As it turns out, the canoe paddler is a Nile River sand digger. He takes his boat out daily and ties to a set of empty plastic water bottles where he has obviously marked his “spot.” Once there and tethered, he dives down 6 meters, fighting the current, with a bucket and shovel where he fills his bucket with sand off the Nile River bottom. Down 20 feet, he holds his breath and shovels sand until he needs to either surface for more air, or leaves his shovel on the bottom when he comes up and dumps his bucket of sand in his carved canoe. He repeats this routine until the canoe is near sinking with sand, at which point he brings his shovel to the surface and uses it to paddle his load of sand to shore, of course still against the Nile’s notable current. He will perform this ritual dive 15- 20 times today until he has filled his bosses pickup truck with sand, truck resting on shore.

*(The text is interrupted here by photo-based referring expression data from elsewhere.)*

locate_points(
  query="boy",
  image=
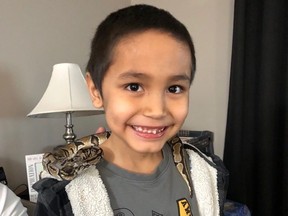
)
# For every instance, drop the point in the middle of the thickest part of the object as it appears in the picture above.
(141, 66)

What does this man earn for this toil, you might ask?

Oh…about 40 dollars per day, $280 dollars for the week. Of course, less expenses for renting the bucket and shovel.

Seeing and hearing how many people in the world live is powerful “appreciation tonic”, and a living life lesson about how fortunate everyone at home is to have won the genetic lottery. It is for that reason I chronicle the story here. Thanks for listening, and enjoy your weekend.